Feb. 3, 2007 — -- Former Gov. Tom Vilsack, D-Iowa, sought to separate himself from his presidential rivals today by urging Congress to stop funding U.S. fighting in Iraq.

"Those in Congress who voted for the war, those in Congress who have voted to continue the war, and those in Congress who have funded the war, can surely vote to end the war," Vilsack told members of the Democratic National Committee during the second day of a presidential candidates' forum in Washington.

Vilsack's comments made him the first major presidential candidate to urge Congress to use its spending power under the Constitution to bring U.S. fighting in Iraq to an end.Former Sen.
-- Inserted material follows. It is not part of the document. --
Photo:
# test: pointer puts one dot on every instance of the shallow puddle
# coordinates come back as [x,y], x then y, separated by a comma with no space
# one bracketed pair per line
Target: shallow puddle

John Edwards, D-N.C., the party's 2004 vice presidential nominee, has called on Congress to use its spending power to block President Bush from adding 21,500 additional U.S. troops to Iraq.

But Vilsack went one step further today, calling on Congress to use the power of the purse to completely end U.S. involvement in the Iraq war.

"Congress has the constitutional responsibility and a moral duty to cut off funding for the status quo," said Vilsack. "Not a cap -- an end. Not eventually -- immediately."

According to a Vilsack aide, the former governor still supports keeping a U.S. troop presence in the northern Kurdish part of the country in an effort to dissuade Iran from moving into any power vacuum created by the end of U.S. military engagement in central Iraq. Asked how many U.S. troops Vilsack would keep in the north, his aide said Vilsack would rely on the advice of U.S. military commanders.

The Kurdish area is, compared to other parts of the country, peaceful.

In podium remarks that he delivered without use of a teleprompter, Vilsack urged members of his approximately 500-person audience to look to their left and right. Vilsack said that the number of people that represents -- about 1,000 -- is the number of U.S. soldiers that he thinks will die in Iraq over the next year if Congress does not act to cut off funds.